Q: Can you share any details on the typical ROI and the savings associated with packaging automation?
A: Three-dimensional right-sized packaging automation boosts productivity significantly, leading to increased overall revenue. Labor savings average 88%, and transportation savings accrue with each right-sized box. In addition, material savings from less wasteful use of corrugated packaging enhance the return on investment for companies. Together, these typically deliver returns in under 18 months, with some projects achieving ROI in as little as six months. These savings can total millions of dollars for businesses.

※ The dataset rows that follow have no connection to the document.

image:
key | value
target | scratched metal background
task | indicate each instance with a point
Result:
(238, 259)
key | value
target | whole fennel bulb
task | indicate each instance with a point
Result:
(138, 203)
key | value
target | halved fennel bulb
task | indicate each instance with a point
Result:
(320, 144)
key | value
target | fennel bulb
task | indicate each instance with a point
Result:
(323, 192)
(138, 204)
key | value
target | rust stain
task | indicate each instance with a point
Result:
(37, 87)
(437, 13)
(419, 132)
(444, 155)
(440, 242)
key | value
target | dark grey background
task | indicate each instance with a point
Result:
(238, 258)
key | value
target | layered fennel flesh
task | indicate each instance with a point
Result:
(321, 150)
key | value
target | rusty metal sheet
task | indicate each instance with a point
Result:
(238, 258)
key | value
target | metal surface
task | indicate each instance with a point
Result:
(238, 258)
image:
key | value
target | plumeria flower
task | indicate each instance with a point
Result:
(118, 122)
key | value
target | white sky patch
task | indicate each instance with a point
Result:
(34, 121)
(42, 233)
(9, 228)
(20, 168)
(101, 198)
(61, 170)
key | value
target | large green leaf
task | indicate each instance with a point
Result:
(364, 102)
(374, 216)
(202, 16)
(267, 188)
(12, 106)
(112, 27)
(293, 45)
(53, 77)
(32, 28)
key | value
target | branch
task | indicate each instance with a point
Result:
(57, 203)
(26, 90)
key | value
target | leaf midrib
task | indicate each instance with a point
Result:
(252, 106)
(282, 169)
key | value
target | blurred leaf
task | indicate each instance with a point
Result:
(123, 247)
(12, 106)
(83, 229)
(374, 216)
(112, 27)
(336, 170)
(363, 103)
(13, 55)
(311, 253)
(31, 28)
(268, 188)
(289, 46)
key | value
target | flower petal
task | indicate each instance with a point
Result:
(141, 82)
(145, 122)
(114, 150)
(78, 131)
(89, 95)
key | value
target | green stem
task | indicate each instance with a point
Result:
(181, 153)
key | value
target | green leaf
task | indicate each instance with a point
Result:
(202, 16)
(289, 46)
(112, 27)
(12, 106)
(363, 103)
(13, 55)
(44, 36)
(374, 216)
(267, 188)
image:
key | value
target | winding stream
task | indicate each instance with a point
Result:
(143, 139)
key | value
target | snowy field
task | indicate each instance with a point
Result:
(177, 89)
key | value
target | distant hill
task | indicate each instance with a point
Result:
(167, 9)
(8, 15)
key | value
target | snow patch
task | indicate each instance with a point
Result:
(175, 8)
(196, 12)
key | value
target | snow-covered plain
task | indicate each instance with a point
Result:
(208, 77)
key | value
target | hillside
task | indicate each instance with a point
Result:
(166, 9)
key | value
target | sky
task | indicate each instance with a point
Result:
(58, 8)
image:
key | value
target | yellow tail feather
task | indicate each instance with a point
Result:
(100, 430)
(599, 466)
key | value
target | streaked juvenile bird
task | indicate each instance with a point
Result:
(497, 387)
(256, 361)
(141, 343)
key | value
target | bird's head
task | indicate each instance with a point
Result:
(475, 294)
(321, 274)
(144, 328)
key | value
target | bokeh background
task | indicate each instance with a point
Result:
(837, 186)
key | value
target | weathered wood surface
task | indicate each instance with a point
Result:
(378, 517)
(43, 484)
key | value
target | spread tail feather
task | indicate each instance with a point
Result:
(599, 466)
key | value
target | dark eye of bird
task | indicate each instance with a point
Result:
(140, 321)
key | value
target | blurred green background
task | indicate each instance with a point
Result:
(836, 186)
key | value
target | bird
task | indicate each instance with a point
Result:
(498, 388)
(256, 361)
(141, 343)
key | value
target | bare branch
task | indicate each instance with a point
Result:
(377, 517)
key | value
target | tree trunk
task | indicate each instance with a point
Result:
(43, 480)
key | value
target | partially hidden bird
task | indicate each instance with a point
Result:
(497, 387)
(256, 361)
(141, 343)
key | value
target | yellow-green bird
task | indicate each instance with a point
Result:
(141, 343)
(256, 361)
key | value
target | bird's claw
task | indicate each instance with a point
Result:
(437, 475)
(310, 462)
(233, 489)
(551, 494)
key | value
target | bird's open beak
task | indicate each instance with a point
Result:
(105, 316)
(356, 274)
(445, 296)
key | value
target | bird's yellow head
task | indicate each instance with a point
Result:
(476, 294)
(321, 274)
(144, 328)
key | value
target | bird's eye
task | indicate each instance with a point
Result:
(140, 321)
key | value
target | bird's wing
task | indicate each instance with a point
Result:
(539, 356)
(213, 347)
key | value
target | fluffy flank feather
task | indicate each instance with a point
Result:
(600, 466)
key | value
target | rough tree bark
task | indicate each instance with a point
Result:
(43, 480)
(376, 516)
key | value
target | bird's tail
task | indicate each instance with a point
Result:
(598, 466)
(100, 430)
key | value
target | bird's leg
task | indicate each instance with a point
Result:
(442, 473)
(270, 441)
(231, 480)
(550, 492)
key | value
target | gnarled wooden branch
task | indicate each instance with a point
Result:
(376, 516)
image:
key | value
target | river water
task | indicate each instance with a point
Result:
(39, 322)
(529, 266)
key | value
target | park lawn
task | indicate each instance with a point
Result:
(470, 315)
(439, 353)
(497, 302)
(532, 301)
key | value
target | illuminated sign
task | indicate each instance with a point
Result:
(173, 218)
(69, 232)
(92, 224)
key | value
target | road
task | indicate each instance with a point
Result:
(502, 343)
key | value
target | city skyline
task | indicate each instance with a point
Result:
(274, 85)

Q: How can facility managers convince corporate executives that automated packaging technology is a good investment for their operation?
A: We like to take a data-driven approach and utilize the actual data from the customer to understand the right fit. Using those results, we utilize our ROI tool to accurately project the savings, ROI, IRR (internal rate of return), and NPV (net present value) that facility managers can then use to [elicit] the support needed to make a good investment for their operation.
Q: Could you talk a little about the enhancements you’ve recently made to your automated solutions?
A: Sparck has introduced a number of enhancements to its packaging solutions, including fluting corrugate that supports packages of various weights and sizes, allowing the production of ultra-slim boxes with a minimum height of 28mm (1.1 inches). This innovation revolutionizes e-commerce packaging by enabling smaller parcels to fit through most European mailboxes, optimizing space in transit and increasing throughput rates for automated orders.
In addition, Sparck’s new real-time data monitoring tools provide detailed machine performance insights through various software solutions, allowing businesses to manage and optimize their packaging operations. These developments offer significant delivery performance improvements and cost savings globally.